Assembly of Regioregular Polythiophene onto Silicon Dioxide Dielectric Layer: Towards High Performance Polymer Thin Film Transistors

Polymer thin film transistors have potential to replace the conventional amorphous silicon transistors for certain applications. A high quality organic/inorganic hybrid junction can be created by assembling regioregular polythiophene derivatives on the surface of silicon dioxide dielectric layer. The polymer will be covalently bound to the silicon dioxide substrate (polymerization from surface or grafting onto silicon dioxide) or aligned to the surface by functional groups driven assembly. Correlation of the alignment of the polymer chains with the device performance will allow its optimization and a better understanding of the charge transport mechanism in polymer thin film transistors.

Supramolecular Organization in Electronic Polymers: Block-Copolymers Containing Regioregular Polythiophenes and Liquid Crystalline Polymers

Well-defined rod-rod block copolymers containing regioregular polythiophene and helical liquid crystalline segments will be generated by a combination of living polymerization techniques. Poly(N-hexylisocyanate), poly[(R)-2,6-dimethylheptyl isocyanate], poly(N,N-di-n-hexylguanidine) and poly(g-benzyl-L-glutamate) will be incorporated in block copolymers with regioregular poly(3-hexylthiophene). These novel materials are expected to generate well-ordered supramolecular assemblies with tunable optoelectronic properties. The proposed rod-rod copolymers will be used in organic electronics applications, such as thin film transistors and chemical sensors.

Novel Lanthanide Catalysts for the Synthesis of Biodegradable Materials Based on Aliphatic Polyesters for Localized and Controlled Drug Delivery

This proposal describes the synthesis and characterization of new b-diketiminate lanthanide complexes. Their catalytic activity in ring-opening polymerization of e-caprolactone and L-lactide can be tuned by changing the ligand environment and the lanthanide ion. The optimization of the proposed catalytic system is expected to generate a living ring-opening polymerization. Incorporation of e-caprolactone and L-lactide in well-defined block copolymer structures with variable compositions will generate tunable rates of degradation, which are required for their successful use in localized and controlled drug delivery.

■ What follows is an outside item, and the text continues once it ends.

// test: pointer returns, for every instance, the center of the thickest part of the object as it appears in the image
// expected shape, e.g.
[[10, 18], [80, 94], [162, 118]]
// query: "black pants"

Conjugated Polymer-quantum Dot Networks for Hybrid Solar Cell Applications

Extensive research is currently directed towards conjugated polymer-quantum dot bulk heterojunction solar cells, an alternative to crystalline silicon inorganic counterparts. To increase the performance of these solar cells, quantum dots must be efficiently blended into the conjugated polymer matrix. Additionally the charge transport through the conjugated polymer quantum dot interface must be improved. Here conjugated polymer-quantum dot networks will be generated using the interaction between quantum dots and poly[2-methoxy-5-(2’-ethylhexyloxy)-1,4-phenylenevinylene] derivatives containing 4-alkoxypyridine side chains or poly(4-vinylpyridine) grafts. The interaction of pyridine motifs with the quantum dots is expected to create both an increased interfacial contact and a more effective dispersion of the inorganic phase into the organic matrix.